Today's blog post subject is part of a regular challenge that I and quite a few other Stampin' Up! demonstrators get from the organizer of a group to which we belong. And I have to tell you that this one kind of threw me a curve. I had to think back to the last time I saw a really badly constructed greeting card and wondered what ONE thing could have helped that card not be quite so bad.
For a card to be truly bad, there has to be a lot wrong with it. After all, home made is heart made! But when I thought of this card, I remembered that the card base wasn't folded nicely; the cut edges were frayed; ink was smeared; the wrong kind of glue had been used to put it together; and the paper itself was not the best quality. In considering this card, I wondered what skill I could have taught the person who made it that might have helped her make a nicer card. Then it came to me: the skill is to learn how to understand the most important part of a card – the paper! Once you know what kind of paper you're dealing with, you have a much better chance to use it properly.
Here are some examples to explain what I mean:
Light vs. heavy paper.
- Light paper is much easier to fold than heavier paper. So you can get a nice, crisp fold with just a small amount of effort to crease it nicely. On the other hand, heavy paper, such as cardstock, is a better base for a greeting card. Knowing that will clue you in that you should score heavier paper before folding it. Stampin' Up! introduced Whisper White Thick Cardstock this year to provide us with a good heavy card base. I always score that, or any of the colored cardstock, before I fold it so that my folds are clean and crisp.
- Light paper doesn't take as much pressure to create a clean cut as heavier paper. Whether you're using scissors or a paper trimmer, you'll find you have to use a bit more pressure to get a clean, clear cut from a heavier paper than from light paper, such as Designer Series Papers. Stampin' Up!'s paper trimmer has a great cutting blade and surface. But the blade doesn't last forever – to keep your trimmer cutting smoothly whether your paper is heavy or light, replace it at the first sign of paper fraying.
Smooth vs. textured or porous paper.
- Smooth paper will take a stamped image without allowing the ink to spread into adjacent areas. Porous paper, such as construction paper, allows ink to sink into it and spread outside the lines of the stamped image. Textured paper, including watercolor paper and Specialty Designer Series Paper, or paper that you've texturized with an embossing folder, may not allow your stamped image to transfer completely. If you're not sure how your paper will react to being stamped, test a scrap-sized piece of it before you stamp on your project. Most Stampin' Up! cardstock, whether light or heavy, is made to accept a clean stamped image. You should definitely test any Designer Series Papers before you stamp on your project.
- Adhesives act differently on textured or porous paper than they do on smooth paper or cardstock. Liquid glue is likely to soak through porous paper. Monoadhesives may not adequately cover textured paper to allow it to fully adhere to another layer. And the list of how different adhesives act with different papers goes on! In the Stampin' Up! Catalog's description of their adhesives, you can get some information about how it should be used. But the best way to find out which adhesives are best in which situation is to ask your Stampin' Up! demonstrator – ME! That's where I really shine – helping you know which products to use with Stampin' Up! paper to best show it off!!

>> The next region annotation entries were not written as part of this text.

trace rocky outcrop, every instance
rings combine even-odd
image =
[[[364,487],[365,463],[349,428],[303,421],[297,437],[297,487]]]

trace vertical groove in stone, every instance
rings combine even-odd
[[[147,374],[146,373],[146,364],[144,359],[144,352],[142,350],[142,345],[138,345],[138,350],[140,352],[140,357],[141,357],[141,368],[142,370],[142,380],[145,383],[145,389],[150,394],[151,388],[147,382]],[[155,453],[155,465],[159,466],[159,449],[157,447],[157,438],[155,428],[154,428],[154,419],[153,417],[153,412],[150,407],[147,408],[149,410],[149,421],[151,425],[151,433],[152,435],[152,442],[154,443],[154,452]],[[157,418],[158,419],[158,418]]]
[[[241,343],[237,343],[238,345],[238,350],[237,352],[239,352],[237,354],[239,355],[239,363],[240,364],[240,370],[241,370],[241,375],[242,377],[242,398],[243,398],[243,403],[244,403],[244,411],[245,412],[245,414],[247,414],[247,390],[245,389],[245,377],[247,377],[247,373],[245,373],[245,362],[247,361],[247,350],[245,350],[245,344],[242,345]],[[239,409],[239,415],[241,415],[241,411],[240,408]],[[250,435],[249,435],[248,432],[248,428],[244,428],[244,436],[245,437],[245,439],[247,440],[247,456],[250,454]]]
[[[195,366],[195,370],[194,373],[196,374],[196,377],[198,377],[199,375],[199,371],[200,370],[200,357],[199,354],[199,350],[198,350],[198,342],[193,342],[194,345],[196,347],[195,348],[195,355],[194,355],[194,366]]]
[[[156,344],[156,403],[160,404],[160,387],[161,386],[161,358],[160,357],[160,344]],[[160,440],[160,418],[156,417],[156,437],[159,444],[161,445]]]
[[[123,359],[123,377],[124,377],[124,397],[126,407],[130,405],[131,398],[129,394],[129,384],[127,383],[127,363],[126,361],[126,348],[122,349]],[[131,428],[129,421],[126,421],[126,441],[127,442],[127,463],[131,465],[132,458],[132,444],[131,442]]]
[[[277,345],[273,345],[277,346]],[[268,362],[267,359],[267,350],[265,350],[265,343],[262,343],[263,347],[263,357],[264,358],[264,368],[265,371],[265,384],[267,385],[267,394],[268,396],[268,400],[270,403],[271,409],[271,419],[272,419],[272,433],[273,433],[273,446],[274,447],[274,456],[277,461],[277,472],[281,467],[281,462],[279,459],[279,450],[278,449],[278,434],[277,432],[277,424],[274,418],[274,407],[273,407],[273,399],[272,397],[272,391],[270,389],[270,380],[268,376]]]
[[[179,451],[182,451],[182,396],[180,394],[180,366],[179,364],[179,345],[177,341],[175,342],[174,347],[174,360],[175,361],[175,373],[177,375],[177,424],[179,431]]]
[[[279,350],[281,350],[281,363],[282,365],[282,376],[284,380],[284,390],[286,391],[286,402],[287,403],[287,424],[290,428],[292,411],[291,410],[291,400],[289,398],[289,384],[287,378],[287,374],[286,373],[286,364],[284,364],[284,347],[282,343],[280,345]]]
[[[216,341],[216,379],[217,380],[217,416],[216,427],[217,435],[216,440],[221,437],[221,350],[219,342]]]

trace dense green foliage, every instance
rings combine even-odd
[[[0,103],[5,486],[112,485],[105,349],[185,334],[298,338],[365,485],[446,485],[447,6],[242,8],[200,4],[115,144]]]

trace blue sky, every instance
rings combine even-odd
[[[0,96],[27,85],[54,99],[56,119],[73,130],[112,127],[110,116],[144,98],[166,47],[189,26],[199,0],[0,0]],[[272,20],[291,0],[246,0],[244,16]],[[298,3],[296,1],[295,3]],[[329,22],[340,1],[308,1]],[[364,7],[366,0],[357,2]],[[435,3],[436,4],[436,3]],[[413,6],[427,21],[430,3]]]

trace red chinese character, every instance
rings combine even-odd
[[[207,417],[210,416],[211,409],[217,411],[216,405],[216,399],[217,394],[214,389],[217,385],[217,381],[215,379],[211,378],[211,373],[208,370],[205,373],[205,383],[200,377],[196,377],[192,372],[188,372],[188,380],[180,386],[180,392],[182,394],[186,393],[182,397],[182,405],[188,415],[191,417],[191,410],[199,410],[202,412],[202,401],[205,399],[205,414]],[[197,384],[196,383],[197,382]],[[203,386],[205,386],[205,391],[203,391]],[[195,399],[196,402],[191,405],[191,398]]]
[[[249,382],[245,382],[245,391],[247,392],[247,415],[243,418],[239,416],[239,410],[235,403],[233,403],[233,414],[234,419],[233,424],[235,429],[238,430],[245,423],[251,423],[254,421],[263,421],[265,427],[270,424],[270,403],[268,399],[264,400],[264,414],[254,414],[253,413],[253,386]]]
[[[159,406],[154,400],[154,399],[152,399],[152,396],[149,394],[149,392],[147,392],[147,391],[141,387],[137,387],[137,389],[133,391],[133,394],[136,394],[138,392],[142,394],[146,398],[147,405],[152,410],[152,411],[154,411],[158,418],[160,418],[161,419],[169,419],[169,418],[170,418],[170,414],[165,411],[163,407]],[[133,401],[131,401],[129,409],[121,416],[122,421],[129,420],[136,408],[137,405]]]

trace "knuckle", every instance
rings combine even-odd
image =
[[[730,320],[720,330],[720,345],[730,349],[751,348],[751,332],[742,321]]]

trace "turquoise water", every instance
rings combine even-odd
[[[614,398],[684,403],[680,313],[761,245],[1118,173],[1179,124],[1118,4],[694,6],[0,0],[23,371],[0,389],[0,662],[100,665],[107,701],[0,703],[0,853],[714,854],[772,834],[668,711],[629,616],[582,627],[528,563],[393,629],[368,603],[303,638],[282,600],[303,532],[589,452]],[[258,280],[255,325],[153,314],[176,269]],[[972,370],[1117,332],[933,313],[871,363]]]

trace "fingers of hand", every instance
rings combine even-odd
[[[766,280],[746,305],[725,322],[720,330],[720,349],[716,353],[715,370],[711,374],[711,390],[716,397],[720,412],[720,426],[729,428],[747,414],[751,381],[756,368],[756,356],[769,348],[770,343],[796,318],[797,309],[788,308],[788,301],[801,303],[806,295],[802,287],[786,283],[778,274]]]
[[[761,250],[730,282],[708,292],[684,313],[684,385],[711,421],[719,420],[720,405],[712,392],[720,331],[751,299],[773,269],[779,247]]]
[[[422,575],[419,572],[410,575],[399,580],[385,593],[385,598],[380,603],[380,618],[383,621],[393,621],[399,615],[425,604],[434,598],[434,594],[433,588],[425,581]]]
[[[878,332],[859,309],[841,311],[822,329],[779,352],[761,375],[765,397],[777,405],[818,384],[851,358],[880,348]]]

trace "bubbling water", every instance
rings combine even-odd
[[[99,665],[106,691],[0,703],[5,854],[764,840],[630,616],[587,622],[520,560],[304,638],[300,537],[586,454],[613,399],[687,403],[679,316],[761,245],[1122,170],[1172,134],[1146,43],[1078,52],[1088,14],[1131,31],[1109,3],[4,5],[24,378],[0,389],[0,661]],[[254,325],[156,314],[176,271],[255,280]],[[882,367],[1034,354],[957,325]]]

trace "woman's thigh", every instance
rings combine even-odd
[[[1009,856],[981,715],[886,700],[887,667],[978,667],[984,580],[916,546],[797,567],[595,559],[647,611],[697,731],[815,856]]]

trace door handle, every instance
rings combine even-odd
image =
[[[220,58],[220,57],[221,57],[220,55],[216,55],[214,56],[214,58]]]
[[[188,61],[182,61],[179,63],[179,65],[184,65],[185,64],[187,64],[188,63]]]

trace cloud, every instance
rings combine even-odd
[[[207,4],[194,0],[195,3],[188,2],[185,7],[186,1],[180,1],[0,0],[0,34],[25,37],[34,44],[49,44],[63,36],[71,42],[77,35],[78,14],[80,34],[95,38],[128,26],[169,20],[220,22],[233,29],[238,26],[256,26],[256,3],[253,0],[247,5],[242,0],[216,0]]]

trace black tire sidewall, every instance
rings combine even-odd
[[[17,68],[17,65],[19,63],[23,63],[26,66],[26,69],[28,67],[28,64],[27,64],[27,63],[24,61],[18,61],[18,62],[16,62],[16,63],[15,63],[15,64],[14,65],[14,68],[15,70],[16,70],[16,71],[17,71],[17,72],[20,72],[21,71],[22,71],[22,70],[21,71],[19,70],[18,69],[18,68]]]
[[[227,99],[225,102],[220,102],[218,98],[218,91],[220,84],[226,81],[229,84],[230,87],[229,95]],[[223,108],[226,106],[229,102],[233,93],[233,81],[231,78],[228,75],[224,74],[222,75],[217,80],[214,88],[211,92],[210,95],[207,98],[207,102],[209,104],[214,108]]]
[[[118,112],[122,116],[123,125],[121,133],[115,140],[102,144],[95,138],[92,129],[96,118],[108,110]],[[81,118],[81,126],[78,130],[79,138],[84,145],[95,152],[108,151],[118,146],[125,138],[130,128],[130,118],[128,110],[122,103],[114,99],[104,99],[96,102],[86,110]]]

I'm sure you can imagine that knowing paper is a bit more complicated than this. But the key point here is to look at your paper before you start working with it to get to know it a bit better so that you can make the best use of it. And by all means, let me know if you have any questions! Yes, I use Stampin' Up! papers exclusively when I post projects on my blog. But I've used – and continue to use – papers from many other manufacturers. For example, as Stampin' Up! no longer sells alcohol markers and I like to use alcohol markers, I have several kinds of papers in my stash that are specifically designed to deal with the propensity of alcohol markers to leak through. So, yes, I may be a Stampin' Up! demonstrator. But first and foremost, I'm an experienced paper crafter! And who better to help you with your own paper questions than someone with my experience!
Whatever kind of paper you're using, Happy Stamping!